Hello friends. It’s been a long while since I have sat down to write something of importance. In the middle of the night, when sleep evades me and my mind swirls, I have written many “half posts”. Jibberish thoughts of things I am curious about or worrying over. I’ve woken with the intent to get back to blogging, and then life and my other obligations have kept me away from my desk. We’ve also been under construction for almost a year which meant my office door was sealed behind some very dusty tarps… but I digress! Back to this writing thing. Since I stopped blogging I’ve really missed sitting down and putting my thoughts to print. And I am hoping some of you have missed this forum too. I know my site needs a major reboot (it is auto-unsubscribing people daily – very odd!), so let’s see if the next few posts resonate with others. And if they do, I might just revisit this blogging thing once again. Here goes!
The last few years have felt astonishingly out of control. The world has felt at war. Literally and figuratively. Sides are divided. People are hurting. Many are sick, chronically or terminally. And the idea of scarcity has people hoarding over sharing, and judging over loving. When the world feels chaotic I need more time to sit in the quiet solitude. I need to create a space where I can just feel the emotions that come along with all I witness in my home, on the news, and through the voices of others. I sent my eldest away to boarding school and became even more acutely aware of just how fast time passes. Her departure was a very real wake up call for me. My time somehow became more precious and I found myself self-selecting out of any plan that didn’t fill my cup either emotionally, spiritually or physically. I yearned to be with only people who really mattered to me. Less fluff and more content in my time and conversations. I’m grateful this year has allowed me space to thoughtfully weigh the places and people I want to pour my energy into. And quite frankly as I inch towards 50, it has felt like the perfect time to make sure that I head into the “second half” with very clear boundaries and intentions.
Boundaries are important when it comes to limiting your exposure to things that cause you stress, but boundaries are also important to keep and protect things within them. Without clearly defined boundaries it is hard to differentiate between what matters and doesn’t. Both the good and the bad of life can feel mixed and inseparable in one large bucket. But as I created boundaries these last few years to keep the bad out, I inadvertently made it very easy for myself to see the good that was within. And so much of the good dwelled within great friendships. People who lifted me up, made me laugh, were honest with me, and accepted me just as I am, crazy quirks and all. I have realized time and again just how critical connection and intimacy are when building a life that matters.
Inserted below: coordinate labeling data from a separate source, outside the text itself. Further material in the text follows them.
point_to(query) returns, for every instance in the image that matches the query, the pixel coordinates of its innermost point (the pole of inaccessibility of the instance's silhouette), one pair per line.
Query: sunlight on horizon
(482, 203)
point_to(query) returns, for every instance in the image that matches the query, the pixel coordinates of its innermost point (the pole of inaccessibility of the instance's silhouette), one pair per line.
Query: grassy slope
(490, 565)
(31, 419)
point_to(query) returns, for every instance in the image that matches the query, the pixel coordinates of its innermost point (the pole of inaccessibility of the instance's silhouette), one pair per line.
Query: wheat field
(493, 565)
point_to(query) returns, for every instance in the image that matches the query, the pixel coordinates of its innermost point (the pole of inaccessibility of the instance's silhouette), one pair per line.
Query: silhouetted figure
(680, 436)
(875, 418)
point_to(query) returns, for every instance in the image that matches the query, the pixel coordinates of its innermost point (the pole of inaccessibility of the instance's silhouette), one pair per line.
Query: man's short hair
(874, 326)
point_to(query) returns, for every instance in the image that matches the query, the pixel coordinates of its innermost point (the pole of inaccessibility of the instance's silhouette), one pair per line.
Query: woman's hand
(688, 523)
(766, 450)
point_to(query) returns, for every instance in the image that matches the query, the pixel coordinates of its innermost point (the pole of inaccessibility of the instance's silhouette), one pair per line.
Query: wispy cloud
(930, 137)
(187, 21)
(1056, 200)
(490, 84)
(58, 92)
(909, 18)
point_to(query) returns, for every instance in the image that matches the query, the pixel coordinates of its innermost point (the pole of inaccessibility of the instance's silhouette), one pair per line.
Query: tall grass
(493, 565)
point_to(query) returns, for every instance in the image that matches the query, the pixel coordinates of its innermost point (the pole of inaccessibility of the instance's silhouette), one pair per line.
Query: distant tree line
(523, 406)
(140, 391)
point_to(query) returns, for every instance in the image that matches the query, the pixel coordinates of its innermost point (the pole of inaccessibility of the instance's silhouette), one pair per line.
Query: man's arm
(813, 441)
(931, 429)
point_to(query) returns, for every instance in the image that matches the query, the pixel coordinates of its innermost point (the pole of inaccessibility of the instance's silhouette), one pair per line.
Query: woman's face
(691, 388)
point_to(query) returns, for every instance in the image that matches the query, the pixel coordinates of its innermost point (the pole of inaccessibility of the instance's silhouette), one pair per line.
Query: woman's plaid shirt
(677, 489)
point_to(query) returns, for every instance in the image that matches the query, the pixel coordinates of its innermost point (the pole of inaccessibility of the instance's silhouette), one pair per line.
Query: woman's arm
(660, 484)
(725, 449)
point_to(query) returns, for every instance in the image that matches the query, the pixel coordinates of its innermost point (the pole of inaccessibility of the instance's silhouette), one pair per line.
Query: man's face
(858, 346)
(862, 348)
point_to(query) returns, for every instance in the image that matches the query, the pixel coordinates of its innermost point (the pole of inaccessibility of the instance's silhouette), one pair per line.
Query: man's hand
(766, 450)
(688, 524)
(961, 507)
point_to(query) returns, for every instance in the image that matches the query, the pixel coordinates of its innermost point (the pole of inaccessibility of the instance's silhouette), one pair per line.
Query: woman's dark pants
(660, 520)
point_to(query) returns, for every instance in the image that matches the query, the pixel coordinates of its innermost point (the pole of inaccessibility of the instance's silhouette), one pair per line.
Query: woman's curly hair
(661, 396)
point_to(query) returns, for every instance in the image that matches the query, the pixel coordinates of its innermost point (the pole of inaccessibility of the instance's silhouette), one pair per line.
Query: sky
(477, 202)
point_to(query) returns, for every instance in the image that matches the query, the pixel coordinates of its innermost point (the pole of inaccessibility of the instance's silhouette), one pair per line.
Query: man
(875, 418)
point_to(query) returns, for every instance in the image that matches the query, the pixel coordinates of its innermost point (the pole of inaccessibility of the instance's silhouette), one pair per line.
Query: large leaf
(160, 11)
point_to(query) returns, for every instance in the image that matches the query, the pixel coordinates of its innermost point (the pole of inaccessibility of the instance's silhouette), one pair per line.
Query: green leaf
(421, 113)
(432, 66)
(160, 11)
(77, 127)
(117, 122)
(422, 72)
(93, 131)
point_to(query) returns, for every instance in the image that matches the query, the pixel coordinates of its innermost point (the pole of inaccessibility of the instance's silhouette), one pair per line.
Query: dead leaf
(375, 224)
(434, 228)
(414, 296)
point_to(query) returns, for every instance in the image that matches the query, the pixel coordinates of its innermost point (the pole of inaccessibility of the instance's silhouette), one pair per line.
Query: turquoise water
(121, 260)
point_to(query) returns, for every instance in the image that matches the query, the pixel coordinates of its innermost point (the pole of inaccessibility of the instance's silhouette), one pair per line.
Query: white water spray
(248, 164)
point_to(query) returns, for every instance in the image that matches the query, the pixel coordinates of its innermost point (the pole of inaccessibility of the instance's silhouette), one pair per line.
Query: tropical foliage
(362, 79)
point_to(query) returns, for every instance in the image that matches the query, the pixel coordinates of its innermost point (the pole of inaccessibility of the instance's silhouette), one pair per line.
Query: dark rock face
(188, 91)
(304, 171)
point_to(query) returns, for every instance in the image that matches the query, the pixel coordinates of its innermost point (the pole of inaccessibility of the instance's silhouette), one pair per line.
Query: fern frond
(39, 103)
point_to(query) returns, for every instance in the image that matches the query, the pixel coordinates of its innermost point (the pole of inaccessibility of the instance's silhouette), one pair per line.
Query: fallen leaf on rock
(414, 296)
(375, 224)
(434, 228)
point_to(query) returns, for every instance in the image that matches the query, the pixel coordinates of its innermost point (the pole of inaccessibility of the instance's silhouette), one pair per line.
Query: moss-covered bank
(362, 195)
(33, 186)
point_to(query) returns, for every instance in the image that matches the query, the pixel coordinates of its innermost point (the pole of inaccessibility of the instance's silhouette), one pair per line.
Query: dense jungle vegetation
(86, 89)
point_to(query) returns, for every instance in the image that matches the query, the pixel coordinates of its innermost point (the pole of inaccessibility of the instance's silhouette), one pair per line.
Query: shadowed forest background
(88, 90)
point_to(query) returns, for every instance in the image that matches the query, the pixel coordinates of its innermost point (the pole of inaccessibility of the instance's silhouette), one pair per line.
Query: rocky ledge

Intimacy is a word often misunderstood to be about only physical connection. But let me dive a little deeper into what I meant in the previous paragraph. For me, intimacy happens between all living things, whether romantically involved or not. Do you have any friends and you know their schedule by heart? Because if you do that means that you talk enough and concentrate enough on what matters to them that you know where they’re going to be and when. You clearly talk about what matters and are paying attention. It means knowing the days when you should call and check in. It means knowing the days when you should give them a high five because they’ve accomplished been working towards. An intimate friendship is one where you know not call them at 8:30 on Friday because that’s when they take a special class. I recently checked in on a friend whose child had a surgery that had been planned for months. I set a calendar to remind myself that intimacy means sending a three word text just to let the person know you see them, you feel their concern from afar, and you care about the outcome of the situation. A few weeks back I was taken down with a bug. Friends had checked in and I shared that I was sick. Within 24 hours I had soup, tea and banana bread dropped off at my door. It reminded me that there is so much love shared in small thoughtful gestures.
I guess the point of this realization to me was how important deep connection remains in a world gone upside down. I think what I’ve come to realize is that a lack of intimacy in life creates a deep sense of loneliness. What I challenge each of us to do in this winter season, which can be quite dormant and calm and beautiful but also lonely, is to think about who you can create intimacy with. And also to ask yourself, “Are you being a good intimate connected friend with others?” I spend a lot of time making lists and accomplishing tasks. And sometimes I forget to carve out a quiet time in my day when I can ask myself who or what I need to check in on today? Who do I need to worry about or be thoughtful towards. And when I do those things, I have a strong sense that my children are watching and paying attention. They then in turn, are the kinds of kids who do that to someone else. We need to make a world full of good friends. Young people who become adults who don’t shy away from knowing people well, and caring for them deeply. All these years later I stand firm in my belief that connectedness and kindness really can heal the world.